Youtube Video on Passive Investing
Our research on passive investing concludes: we have gone from a market structure where active managers seek to buy at low valuations and sell at high ones, which limits moves in any one direction, to a market structure where passive strategies buy without regards to valuation and buy more if percentage weightings increase. The US stock market is now a momentum strategy, where companies increasing in price become more heavily weighted in indexes, which requires indexers to buy more, creating a feedback loop of buying momentum. Alarmingly, the higher passive market share becomes, the more volatility will increase, both on the upside and downside.
How Passive Increases Volatility
Passive strategies currently represent over 40% of all professionally managed money.
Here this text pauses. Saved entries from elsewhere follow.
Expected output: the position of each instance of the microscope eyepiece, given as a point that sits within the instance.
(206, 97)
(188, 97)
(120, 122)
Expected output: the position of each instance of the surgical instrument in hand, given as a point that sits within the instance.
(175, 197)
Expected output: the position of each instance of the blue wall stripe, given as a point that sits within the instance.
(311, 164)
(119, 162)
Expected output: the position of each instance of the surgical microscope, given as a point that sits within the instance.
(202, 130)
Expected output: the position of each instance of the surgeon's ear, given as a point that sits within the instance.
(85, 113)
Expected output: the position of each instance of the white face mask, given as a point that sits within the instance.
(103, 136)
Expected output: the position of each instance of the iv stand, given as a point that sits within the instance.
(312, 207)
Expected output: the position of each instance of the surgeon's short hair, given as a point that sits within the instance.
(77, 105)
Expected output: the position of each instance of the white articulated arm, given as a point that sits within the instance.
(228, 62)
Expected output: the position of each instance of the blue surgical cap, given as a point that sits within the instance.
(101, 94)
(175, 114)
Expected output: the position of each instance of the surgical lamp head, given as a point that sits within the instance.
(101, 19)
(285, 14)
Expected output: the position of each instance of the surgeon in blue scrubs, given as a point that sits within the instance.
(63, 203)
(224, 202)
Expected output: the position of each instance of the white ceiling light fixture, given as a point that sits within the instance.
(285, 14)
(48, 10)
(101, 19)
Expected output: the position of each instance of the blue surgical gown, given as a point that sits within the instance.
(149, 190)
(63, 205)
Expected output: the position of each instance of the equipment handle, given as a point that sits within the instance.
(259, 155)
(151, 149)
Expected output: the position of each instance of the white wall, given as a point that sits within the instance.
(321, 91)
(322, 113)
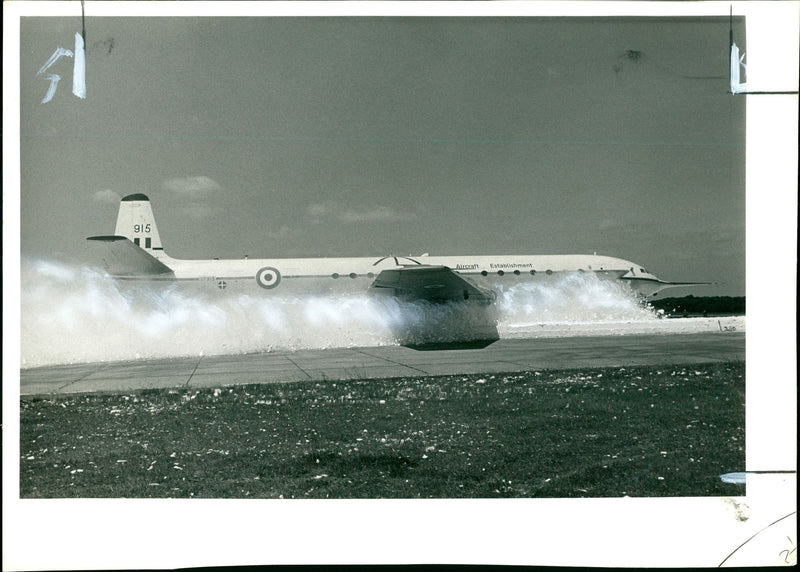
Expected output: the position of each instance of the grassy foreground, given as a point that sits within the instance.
(637, 431)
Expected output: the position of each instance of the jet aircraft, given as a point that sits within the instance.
(135, 252)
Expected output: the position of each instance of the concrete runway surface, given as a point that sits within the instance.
(504, 355)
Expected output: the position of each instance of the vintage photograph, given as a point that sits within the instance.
(382, 257)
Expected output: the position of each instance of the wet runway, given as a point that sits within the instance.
(505, 355)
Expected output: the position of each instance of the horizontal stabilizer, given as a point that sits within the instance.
(123, 258)
(433, 283)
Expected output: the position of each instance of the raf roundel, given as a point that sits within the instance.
(268, 277)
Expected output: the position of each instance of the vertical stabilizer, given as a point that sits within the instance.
(136, 222)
Their market share has increased every year in the past decade and is now the dominant force on Wall Street. Continuously increasing market share means passive strategies have never had to sell! Instead, the daily inflows require passive firms to consistantly place buy orders. Once a passive firm owns a share of stock, it is held indefinitely, or at least until there is a net-outflow from clients redeeming their money. This increases volatility because the available pool of equities for passive purchases is shrinking. To entice these remaining shares to sell, passive strategies increase their offering price – after all, the average passive strategy holds nearly zero cash, so having client cash inflows un-invested by 4pm the day of an inflow is unacceptable. This smaller pool of available shares for passive is also a smaller pool of investors to sell to when passive has outflows. That increases volatility in both directions. That is also why US stocks have suffered sharp downturns and just as sharp V-shaped recoveries.
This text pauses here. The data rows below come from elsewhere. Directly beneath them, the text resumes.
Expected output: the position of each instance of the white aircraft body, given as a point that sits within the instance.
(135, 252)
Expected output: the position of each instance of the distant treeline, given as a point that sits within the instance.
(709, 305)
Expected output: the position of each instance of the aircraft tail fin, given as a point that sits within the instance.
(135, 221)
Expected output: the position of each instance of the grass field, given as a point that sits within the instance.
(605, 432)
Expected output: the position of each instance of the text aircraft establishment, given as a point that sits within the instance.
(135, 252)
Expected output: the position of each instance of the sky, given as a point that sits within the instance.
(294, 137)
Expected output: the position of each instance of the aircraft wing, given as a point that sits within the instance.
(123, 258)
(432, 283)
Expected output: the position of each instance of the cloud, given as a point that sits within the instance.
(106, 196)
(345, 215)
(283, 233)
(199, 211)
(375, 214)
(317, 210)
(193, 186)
Frank Capital Partners LLC has developed strategies to take advantage of this two-way street of hyper-volatility. Our research indicates levels around 50% of passive market share could impact market functioning, and currently, passive strategies show no signs of slowing down their inflows. As we lurch towards the inevitable, investors need to both protect their portfolios and benefit from the tidal shifts of money impacting market structure. We believe volatility in both directions will continue to increase and investors must be prepared.